Draft specification text (pending review) is at https://reillyeon.github.io/serial and more closely matches what is implemented currently in Blink.


TAG Review (Requested)

https://github.com/w3ctag/design-reviews/issues/431


Summary

The Serial API provides an interface for connecting to serial devices, either through a serial port on the user’s system or removable USB and Bluetooth devices that emulate a serial port. This API has been requested by the hardware developer community as a companion to the WebUSB API because operating systems require applications to communicate with USB-based serial ports using their higher-level serial API rather than the low-level USB API. It also supports non-USB serial ports.


Input and output are handled by the Streams API. The permissions model and settings UI follow the model defined by the WebUSB API. The user must select a particular port for the site to be granted permission. Permission can be revoked by clicking on the lock icon in the Omnibox or by visiting Chrome settings. An icon is shown in the tab while the connection is active.

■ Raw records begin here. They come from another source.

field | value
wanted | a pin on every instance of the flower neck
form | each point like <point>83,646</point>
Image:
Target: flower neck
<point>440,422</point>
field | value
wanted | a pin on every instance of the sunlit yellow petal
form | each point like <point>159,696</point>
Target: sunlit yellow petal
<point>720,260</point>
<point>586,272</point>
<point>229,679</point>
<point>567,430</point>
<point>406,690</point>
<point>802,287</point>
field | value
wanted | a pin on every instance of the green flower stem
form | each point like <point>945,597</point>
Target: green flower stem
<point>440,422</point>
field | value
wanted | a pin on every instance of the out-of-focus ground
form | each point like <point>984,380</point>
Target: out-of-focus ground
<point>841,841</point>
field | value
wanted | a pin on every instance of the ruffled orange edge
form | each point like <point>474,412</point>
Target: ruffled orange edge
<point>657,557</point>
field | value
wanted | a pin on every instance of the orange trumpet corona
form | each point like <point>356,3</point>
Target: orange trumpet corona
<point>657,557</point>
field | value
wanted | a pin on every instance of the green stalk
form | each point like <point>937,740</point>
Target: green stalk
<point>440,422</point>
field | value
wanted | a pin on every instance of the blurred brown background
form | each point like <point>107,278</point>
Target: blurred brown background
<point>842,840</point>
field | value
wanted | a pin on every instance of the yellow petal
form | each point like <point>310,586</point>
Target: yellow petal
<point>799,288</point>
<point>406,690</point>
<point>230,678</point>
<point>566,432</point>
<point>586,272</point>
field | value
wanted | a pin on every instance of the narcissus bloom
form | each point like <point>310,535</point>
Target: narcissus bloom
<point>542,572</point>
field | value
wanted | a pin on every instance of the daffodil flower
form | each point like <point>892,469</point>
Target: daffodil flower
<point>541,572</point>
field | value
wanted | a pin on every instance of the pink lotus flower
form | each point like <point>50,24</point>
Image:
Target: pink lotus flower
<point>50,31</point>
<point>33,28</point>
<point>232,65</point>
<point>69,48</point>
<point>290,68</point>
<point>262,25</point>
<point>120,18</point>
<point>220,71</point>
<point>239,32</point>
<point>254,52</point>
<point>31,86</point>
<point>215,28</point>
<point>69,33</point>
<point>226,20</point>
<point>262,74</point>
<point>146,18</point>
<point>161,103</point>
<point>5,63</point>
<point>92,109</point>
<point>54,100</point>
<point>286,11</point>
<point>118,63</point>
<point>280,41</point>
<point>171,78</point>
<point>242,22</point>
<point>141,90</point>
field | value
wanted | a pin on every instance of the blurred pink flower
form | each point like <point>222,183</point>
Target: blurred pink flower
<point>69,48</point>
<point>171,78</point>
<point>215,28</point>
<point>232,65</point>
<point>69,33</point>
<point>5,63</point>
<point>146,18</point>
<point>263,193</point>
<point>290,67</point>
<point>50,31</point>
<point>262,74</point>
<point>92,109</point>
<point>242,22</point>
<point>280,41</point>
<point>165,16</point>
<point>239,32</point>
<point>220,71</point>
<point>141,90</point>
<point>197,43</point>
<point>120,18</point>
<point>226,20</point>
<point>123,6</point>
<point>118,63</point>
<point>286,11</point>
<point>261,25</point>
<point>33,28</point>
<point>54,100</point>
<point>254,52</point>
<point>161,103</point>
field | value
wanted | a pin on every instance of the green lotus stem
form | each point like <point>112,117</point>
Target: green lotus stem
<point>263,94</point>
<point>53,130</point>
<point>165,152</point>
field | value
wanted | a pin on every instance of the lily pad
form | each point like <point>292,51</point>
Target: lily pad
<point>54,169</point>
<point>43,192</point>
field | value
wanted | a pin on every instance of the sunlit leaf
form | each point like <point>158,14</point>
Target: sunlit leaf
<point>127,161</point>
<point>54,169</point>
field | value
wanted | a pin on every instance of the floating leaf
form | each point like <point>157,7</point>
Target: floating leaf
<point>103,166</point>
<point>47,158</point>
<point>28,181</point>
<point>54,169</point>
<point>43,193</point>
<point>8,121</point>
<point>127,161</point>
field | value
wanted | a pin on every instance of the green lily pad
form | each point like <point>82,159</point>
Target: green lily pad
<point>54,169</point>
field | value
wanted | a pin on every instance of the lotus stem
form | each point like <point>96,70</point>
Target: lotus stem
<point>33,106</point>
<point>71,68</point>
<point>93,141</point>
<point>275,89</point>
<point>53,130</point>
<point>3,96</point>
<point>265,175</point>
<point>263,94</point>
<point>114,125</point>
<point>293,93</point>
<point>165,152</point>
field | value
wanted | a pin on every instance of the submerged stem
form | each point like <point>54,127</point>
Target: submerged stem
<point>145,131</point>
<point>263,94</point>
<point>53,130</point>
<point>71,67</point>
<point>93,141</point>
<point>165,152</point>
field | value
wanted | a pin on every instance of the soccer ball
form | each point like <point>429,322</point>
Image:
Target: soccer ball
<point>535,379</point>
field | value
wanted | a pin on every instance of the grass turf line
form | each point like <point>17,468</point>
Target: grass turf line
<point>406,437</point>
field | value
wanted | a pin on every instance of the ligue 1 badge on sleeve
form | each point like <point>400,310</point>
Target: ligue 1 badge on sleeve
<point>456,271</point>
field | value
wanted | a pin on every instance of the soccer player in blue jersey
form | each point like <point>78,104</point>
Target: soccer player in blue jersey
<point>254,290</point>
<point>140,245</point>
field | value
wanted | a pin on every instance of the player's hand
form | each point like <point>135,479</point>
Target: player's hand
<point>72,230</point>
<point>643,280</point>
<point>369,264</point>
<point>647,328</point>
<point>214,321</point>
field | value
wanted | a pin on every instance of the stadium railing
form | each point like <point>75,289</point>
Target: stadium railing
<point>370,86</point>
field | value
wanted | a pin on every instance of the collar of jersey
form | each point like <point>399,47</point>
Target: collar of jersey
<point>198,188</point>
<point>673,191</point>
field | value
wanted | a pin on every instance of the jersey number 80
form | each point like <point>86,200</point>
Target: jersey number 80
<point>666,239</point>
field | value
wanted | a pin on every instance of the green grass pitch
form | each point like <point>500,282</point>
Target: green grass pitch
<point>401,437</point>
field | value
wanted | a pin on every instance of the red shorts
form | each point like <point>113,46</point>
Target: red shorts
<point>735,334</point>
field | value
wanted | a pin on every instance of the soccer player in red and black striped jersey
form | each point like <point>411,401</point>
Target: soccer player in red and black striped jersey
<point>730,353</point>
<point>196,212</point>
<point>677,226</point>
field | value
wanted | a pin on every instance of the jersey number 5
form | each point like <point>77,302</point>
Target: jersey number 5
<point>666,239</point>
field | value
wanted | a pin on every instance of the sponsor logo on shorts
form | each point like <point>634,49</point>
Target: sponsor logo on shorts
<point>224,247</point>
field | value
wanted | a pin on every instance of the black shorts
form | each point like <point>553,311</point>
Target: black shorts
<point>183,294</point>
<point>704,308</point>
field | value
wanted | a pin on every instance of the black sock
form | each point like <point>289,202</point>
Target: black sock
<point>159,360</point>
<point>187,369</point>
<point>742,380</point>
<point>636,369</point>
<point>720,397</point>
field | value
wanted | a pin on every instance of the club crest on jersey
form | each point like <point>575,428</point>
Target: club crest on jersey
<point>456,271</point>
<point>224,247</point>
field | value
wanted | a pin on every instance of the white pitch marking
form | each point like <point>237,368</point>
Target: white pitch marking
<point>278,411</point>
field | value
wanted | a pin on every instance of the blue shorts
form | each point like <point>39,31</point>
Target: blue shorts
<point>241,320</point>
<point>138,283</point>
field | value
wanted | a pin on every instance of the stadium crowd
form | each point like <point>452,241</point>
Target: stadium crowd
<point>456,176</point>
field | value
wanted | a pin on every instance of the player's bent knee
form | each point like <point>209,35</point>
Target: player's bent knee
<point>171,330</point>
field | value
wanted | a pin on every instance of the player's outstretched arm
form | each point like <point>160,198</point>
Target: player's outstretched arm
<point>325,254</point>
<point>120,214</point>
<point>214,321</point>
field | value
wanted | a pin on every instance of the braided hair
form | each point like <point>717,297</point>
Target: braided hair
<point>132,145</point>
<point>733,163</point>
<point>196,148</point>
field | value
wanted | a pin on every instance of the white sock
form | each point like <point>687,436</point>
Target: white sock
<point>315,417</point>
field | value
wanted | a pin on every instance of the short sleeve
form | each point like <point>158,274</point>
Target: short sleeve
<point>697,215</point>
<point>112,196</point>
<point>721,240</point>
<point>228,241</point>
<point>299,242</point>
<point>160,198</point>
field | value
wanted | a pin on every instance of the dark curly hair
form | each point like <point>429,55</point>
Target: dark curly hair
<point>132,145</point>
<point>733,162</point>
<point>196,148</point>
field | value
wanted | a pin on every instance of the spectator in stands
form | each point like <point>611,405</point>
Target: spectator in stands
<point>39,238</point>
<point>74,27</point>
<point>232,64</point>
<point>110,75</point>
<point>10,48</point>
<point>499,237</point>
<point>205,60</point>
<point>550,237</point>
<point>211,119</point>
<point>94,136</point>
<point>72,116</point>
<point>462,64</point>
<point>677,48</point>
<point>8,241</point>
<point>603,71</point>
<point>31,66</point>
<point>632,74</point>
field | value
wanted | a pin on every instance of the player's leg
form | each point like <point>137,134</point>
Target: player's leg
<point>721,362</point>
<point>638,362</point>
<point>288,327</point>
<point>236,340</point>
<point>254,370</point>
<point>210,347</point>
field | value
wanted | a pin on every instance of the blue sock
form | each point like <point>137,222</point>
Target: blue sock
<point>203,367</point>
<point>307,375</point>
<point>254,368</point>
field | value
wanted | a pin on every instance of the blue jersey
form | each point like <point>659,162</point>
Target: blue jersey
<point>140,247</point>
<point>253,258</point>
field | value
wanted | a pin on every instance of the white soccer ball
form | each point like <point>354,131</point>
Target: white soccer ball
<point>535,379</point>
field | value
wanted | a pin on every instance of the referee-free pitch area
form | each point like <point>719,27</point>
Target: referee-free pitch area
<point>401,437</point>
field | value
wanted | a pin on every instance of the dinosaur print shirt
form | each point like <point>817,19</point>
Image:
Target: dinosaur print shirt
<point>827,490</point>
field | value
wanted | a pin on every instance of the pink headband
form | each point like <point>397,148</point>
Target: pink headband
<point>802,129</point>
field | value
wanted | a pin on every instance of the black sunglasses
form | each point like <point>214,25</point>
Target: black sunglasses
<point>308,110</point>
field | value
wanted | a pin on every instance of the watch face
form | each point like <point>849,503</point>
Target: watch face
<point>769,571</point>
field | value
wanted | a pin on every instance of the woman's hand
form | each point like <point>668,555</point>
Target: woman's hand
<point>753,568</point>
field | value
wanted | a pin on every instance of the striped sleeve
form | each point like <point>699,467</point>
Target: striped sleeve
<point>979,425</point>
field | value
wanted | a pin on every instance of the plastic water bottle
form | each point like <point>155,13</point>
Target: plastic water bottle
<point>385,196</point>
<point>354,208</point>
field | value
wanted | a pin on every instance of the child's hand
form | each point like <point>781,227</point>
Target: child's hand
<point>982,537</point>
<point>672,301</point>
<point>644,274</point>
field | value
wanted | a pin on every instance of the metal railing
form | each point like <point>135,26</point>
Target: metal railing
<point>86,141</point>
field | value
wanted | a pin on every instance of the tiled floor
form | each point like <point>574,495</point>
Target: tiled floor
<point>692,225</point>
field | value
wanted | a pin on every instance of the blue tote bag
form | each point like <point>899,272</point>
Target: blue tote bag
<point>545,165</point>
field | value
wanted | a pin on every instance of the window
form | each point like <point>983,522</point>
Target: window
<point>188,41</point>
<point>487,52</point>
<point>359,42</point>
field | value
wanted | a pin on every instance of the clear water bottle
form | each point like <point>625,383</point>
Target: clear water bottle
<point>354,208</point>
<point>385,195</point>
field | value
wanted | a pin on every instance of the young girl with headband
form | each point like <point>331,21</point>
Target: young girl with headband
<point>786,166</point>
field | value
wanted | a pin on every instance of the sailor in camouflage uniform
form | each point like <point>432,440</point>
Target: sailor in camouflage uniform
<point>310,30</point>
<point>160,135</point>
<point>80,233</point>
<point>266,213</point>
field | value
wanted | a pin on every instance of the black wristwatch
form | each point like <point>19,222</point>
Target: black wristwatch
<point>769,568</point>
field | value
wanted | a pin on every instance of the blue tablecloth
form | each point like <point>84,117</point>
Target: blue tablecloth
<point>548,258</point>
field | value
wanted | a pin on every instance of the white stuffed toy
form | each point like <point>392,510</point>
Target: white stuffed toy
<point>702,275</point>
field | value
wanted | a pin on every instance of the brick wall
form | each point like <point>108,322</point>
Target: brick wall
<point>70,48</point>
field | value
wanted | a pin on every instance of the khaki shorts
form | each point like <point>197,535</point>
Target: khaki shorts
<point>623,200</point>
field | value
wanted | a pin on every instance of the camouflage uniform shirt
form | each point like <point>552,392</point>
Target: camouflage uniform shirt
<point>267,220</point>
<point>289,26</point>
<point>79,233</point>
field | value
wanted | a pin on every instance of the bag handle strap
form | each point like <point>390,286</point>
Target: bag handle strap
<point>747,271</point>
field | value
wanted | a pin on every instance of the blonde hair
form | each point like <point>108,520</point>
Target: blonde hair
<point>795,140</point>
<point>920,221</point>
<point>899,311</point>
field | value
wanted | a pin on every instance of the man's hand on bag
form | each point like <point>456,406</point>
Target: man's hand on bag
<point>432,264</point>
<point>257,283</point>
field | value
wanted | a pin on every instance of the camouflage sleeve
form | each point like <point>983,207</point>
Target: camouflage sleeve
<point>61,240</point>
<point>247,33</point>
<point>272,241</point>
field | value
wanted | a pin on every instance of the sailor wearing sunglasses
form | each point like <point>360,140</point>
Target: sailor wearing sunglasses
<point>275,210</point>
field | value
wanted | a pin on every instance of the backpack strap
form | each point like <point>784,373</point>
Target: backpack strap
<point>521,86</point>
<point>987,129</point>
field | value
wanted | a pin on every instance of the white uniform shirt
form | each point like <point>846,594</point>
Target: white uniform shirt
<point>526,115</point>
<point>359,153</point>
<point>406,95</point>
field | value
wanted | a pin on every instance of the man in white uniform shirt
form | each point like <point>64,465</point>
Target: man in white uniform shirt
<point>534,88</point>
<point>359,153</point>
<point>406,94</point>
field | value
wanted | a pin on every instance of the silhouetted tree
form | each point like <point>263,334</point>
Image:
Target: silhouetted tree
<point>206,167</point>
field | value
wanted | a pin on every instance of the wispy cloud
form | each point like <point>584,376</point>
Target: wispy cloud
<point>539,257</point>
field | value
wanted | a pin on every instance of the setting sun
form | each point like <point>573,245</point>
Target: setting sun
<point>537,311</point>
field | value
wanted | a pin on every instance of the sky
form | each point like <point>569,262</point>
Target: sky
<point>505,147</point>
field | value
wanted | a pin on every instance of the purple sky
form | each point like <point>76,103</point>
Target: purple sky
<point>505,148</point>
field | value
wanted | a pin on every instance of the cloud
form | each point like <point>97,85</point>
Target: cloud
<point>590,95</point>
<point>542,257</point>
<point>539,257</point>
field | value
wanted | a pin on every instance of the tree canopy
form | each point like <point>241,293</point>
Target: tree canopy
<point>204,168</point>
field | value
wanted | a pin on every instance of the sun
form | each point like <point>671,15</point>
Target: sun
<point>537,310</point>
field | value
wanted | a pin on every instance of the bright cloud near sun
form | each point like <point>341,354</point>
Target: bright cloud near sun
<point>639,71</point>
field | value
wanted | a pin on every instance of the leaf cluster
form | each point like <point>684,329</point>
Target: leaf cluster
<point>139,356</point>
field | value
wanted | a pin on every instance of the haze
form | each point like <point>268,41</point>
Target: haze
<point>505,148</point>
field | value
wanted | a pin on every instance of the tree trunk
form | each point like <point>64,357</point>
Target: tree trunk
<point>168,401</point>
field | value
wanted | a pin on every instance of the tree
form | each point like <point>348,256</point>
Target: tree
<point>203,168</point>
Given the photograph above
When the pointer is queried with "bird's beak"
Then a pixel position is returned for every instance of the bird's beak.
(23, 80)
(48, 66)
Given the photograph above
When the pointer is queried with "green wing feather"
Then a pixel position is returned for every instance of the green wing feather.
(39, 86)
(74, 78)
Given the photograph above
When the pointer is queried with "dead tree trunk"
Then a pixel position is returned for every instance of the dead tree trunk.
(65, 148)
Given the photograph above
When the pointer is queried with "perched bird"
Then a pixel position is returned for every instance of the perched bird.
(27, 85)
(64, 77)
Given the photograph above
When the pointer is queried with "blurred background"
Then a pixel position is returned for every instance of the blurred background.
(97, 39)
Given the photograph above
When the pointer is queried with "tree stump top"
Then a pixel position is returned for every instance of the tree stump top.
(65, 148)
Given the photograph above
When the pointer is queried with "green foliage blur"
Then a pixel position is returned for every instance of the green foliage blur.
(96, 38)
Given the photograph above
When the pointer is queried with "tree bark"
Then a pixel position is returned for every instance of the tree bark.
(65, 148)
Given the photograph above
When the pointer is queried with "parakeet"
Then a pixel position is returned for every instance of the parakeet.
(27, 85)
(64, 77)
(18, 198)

Permissions are not currently persisted between browsing sessions but I know this will be a user pain point and so a model similar to WebUSB and Web Bluetooth is envisioned.


The functionality currently available behind a flag and this experiment represents a minimum-viable-product for this API. Issues are filed in the Blink>Serial component for remaining work.


Link to feature tracking bug

https://bugs.chromium.org/p/chromium/issues/detail?id=884928


Link to Chrome launch approval bug (sorry, Googlers only)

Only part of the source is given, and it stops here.